In-content links are highlighted using a grey underline that grows on :hover and :focus.

And if a post author has a Gravatar associated with their email address, the Gravatar appears next to the post meta to show the visitor who wrote the post.

Work in Progress

Like all my themes, Popper is a work in progress, and it will continue to evolve as I come up with new ideas and issues/feature requests/pull requests are submitted. The theme is translation ready and I readily accept contributions from all interested parties in the form of issues, feature requests, pull requests, and translations. To follow the ongoing development of Popper, visit the GitHub repo.

Why “Popper”?

More than likely, you’re wondering why the theme is named “Popper”. The answer is simple: All my themes are named after famous philosophers. This theme is named after Karl Popper, who worked extensively on the philosophies of science, politics, and ethics.
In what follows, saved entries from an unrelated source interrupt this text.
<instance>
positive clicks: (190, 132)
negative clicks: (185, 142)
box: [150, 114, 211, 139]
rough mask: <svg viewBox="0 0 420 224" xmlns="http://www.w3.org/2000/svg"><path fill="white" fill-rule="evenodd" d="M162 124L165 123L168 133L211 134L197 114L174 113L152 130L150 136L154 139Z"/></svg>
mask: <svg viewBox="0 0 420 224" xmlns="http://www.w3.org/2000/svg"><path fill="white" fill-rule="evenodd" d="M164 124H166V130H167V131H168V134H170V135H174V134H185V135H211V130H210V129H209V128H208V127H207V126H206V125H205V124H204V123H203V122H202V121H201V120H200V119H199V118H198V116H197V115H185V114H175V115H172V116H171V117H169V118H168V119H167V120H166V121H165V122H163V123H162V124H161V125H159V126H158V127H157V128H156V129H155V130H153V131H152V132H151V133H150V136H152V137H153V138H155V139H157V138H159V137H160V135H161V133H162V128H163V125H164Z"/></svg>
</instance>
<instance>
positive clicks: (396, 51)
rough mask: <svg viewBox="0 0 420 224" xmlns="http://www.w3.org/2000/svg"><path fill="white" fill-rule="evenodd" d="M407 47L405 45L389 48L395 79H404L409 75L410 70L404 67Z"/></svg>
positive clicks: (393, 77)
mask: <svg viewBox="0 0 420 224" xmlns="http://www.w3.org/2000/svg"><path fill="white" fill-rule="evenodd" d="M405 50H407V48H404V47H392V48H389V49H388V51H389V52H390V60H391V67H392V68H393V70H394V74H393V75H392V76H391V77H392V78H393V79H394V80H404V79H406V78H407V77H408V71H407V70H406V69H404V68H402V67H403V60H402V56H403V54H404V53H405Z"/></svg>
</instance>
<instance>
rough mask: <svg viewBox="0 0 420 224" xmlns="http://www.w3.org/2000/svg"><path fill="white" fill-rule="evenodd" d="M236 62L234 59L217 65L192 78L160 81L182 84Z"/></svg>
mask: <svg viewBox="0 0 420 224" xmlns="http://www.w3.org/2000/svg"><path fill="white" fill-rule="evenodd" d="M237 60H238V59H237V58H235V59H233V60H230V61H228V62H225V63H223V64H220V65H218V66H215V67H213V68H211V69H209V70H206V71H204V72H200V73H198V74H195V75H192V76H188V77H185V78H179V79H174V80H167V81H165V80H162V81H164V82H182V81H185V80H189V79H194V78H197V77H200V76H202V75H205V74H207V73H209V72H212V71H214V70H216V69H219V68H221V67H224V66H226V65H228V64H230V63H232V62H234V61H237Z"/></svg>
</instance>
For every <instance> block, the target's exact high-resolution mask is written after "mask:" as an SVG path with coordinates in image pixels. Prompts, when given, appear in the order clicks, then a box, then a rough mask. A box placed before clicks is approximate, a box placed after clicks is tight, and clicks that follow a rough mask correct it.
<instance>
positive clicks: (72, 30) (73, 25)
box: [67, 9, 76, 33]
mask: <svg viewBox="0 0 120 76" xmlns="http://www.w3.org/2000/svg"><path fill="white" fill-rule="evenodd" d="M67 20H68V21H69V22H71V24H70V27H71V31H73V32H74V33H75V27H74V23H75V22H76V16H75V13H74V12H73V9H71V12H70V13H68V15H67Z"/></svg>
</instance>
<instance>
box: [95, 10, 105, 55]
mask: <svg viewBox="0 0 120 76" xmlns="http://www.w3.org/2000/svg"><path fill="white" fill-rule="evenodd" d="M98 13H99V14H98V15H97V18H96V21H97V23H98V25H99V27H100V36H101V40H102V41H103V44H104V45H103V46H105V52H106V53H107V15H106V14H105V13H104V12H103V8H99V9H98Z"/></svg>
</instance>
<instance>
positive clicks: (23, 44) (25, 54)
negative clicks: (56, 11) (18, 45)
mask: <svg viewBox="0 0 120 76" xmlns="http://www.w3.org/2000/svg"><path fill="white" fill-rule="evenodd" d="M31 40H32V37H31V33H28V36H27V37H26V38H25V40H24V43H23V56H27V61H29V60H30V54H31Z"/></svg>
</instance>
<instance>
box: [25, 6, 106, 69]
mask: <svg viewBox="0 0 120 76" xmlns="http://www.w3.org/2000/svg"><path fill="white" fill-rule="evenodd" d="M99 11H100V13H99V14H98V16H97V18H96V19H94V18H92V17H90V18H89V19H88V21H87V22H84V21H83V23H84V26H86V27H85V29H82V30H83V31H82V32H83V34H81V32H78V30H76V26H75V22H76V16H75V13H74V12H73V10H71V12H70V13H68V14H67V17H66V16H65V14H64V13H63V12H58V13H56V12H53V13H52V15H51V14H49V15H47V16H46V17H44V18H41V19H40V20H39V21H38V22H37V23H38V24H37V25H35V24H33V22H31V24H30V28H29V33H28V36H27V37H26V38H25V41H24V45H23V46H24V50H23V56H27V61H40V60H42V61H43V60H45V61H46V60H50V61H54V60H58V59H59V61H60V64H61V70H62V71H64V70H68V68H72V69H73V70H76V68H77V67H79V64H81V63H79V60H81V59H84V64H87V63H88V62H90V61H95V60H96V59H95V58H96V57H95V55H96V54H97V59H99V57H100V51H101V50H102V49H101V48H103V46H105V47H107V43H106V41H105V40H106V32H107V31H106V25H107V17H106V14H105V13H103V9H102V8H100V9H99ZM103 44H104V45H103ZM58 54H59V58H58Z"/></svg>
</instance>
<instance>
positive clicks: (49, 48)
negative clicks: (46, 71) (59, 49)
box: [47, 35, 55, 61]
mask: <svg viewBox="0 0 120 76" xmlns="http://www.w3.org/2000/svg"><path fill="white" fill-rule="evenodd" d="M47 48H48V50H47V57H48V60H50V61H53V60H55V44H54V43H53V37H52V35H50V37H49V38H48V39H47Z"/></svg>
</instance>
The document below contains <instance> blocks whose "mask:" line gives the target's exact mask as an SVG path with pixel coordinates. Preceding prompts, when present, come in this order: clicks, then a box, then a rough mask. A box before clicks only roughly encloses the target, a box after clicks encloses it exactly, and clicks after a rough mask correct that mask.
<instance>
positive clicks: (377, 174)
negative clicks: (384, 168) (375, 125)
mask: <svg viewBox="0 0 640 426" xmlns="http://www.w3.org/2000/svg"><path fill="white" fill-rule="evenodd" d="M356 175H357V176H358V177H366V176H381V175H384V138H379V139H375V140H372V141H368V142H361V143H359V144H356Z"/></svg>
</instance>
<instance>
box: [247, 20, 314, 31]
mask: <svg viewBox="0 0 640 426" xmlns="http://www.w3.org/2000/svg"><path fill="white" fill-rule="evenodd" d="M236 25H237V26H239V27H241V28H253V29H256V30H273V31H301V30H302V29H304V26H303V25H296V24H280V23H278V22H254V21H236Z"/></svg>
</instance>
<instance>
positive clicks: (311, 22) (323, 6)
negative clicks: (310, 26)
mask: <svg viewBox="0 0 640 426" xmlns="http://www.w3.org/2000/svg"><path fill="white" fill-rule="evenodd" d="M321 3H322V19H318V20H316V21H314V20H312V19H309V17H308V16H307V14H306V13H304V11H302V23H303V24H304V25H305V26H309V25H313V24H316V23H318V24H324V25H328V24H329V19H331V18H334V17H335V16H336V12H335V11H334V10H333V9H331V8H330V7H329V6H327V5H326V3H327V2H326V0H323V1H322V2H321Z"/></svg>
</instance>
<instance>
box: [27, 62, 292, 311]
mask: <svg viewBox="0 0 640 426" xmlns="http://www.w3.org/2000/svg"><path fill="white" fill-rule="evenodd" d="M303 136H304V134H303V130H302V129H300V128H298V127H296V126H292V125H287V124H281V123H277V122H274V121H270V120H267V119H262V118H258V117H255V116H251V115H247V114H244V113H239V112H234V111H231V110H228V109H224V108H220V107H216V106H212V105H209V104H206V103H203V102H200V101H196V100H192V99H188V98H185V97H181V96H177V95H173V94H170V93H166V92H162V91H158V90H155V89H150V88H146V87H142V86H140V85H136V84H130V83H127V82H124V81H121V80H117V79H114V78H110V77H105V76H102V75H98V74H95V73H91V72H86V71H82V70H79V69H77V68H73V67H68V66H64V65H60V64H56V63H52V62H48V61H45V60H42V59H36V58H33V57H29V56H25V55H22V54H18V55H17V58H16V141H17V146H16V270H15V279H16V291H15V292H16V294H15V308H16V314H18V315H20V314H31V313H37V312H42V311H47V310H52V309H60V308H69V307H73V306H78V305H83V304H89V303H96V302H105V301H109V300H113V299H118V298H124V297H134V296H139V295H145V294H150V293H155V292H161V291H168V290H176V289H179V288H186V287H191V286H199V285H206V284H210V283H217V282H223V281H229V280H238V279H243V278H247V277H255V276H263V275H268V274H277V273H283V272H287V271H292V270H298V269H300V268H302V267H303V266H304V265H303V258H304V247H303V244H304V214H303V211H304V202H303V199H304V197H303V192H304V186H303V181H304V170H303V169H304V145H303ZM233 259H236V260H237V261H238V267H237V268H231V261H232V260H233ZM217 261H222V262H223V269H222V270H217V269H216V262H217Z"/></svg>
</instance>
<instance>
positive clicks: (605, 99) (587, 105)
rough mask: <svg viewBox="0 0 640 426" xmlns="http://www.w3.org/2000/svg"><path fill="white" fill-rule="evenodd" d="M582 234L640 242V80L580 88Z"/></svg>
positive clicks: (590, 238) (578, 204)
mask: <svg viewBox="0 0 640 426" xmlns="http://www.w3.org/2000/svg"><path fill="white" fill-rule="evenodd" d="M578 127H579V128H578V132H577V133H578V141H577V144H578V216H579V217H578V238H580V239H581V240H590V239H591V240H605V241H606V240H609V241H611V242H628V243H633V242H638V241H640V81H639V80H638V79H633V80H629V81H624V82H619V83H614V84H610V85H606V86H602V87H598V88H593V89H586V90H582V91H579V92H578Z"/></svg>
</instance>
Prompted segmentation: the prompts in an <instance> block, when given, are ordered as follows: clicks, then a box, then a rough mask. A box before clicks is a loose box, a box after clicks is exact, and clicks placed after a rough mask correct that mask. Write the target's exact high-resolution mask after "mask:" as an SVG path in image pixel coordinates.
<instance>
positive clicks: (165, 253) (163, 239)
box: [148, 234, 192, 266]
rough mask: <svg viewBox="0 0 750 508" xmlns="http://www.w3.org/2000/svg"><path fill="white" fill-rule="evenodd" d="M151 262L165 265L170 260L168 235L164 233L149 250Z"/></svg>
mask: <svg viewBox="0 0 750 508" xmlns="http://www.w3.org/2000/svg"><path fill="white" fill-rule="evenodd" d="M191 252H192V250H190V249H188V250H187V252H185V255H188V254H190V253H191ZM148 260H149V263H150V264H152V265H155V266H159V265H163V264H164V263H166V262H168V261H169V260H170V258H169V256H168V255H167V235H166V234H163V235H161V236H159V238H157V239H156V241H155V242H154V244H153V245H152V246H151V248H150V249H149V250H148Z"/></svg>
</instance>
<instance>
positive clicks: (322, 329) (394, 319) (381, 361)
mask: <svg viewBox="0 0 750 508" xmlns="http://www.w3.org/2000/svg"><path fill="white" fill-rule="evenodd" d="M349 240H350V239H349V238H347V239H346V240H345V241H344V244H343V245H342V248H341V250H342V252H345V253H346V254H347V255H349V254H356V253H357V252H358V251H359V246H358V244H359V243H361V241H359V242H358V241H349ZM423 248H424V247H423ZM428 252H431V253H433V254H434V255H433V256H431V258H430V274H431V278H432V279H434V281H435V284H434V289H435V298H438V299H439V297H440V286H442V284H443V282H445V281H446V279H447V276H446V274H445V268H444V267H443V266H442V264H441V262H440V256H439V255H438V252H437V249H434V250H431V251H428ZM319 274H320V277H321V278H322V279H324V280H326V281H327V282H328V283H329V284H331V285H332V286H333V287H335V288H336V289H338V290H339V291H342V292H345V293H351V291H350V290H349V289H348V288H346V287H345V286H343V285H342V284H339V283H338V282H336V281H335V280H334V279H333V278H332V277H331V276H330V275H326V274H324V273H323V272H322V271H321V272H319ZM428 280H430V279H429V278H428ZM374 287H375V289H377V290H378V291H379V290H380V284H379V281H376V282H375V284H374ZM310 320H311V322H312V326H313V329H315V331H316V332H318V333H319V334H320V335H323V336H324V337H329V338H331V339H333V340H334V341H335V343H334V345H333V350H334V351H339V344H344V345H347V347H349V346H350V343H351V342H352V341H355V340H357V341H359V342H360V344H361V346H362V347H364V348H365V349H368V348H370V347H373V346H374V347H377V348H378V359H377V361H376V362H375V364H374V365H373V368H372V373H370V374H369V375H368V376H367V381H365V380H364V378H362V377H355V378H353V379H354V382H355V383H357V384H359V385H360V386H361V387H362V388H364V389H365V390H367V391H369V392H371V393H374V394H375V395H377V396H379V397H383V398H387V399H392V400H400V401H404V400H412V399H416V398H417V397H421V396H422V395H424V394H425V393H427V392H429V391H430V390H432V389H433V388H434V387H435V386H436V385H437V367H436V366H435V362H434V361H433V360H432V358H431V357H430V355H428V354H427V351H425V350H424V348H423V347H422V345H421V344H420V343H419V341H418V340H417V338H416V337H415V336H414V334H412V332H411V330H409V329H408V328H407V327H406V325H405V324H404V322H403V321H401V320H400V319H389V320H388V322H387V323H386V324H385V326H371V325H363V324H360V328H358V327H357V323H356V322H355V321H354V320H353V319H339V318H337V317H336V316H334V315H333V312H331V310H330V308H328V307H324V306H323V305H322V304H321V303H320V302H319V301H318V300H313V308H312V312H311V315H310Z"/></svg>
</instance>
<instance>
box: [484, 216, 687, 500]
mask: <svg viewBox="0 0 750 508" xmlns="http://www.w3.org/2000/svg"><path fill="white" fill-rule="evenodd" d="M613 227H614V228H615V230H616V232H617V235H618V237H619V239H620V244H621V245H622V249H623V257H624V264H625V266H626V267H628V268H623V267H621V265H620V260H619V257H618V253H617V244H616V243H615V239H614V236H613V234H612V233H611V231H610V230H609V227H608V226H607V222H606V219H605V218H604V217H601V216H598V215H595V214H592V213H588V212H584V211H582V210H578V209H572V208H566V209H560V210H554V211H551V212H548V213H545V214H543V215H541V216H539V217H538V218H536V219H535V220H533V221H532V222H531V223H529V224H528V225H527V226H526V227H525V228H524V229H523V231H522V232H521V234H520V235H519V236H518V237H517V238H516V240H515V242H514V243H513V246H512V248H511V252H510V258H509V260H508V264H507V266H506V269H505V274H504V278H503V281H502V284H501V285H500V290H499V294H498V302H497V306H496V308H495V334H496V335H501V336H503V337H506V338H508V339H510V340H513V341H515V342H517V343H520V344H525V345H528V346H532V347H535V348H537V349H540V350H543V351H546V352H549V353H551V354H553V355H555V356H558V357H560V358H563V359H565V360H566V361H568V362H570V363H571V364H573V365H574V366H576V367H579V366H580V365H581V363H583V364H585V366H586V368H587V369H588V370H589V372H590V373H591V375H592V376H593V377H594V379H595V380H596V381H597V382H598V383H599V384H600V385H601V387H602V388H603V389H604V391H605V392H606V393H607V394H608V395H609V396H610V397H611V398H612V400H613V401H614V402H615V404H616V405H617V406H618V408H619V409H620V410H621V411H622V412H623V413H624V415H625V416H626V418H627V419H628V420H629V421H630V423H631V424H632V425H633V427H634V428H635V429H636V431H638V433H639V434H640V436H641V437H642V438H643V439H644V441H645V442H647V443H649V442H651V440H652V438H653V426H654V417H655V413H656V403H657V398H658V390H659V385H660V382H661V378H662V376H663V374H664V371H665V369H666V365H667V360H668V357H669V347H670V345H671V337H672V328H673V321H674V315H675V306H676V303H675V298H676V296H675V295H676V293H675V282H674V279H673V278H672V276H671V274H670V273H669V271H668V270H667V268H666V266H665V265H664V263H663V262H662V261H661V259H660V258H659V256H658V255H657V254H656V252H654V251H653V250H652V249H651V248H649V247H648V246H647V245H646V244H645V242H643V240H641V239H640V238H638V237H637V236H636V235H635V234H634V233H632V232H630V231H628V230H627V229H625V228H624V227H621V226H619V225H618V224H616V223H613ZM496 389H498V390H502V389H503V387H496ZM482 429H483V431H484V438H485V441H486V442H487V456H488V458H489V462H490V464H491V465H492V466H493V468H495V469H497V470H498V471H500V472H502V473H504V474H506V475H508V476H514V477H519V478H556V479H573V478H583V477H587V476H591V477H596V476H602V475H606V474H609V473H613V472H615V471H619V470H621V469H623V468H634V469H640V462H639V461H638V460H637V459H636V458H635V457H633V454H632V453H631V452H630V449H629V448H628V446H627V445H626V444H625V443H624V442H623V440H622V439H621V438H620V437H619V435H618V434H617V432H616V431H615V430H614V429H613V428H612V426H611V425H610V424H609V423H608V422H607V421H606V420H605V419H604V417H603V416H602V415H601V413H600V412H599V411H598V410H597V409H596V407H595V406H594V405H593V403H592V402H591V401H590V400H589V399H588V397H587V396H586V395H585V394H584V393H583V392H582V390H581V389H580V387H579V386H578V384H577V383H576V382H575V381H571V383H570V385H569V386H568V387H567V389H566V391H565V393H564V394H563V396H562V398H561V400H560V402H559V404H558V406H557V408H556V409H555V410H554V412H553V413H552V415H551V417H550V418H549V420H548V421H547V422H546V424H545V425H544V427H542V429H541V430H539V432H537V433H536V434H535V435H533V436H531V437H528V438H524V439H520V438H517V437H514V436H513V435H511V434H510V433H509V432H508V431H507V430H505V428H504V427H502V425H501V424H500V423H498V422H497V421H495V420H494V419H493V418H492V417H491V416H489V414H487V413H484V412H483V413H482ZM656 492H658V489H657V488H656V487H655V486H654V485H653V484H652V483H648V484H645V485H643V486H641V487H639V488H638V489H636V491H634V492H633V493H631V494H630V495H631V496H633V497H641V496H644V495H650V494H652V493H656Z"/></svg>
Popper is maybe most famous for his ideas on empirical falsification and the problem of scientific demarcation, but he also made great contributions to the study of ethics and politics as a proponent of social liberalism.

I first became aware of Karl Popper during my work on Thomas Kuhn’s Structure of Scientific Revolutions, the almost nihilistic anti-realist epos that birthed the idea of scientific revolutions and paradigm shifts. Kuhn’s work stood in sharp contrast to Popper’s positivism, and in my work with both men’s ideas, I found my own way of seeing the world, as a Kuhnian realist, or a revolutionary positivist. You be the judge.

Popper became the namesake for this theme due to it’s basic premise of building on what has been done before and moving the world forward by introducing evolutionary and empirically falsifiable theories about how to improve the user experience through accessibility and a focus on the hands of the mobile user.

And yes, you are welcome to call me a philosophy nerd.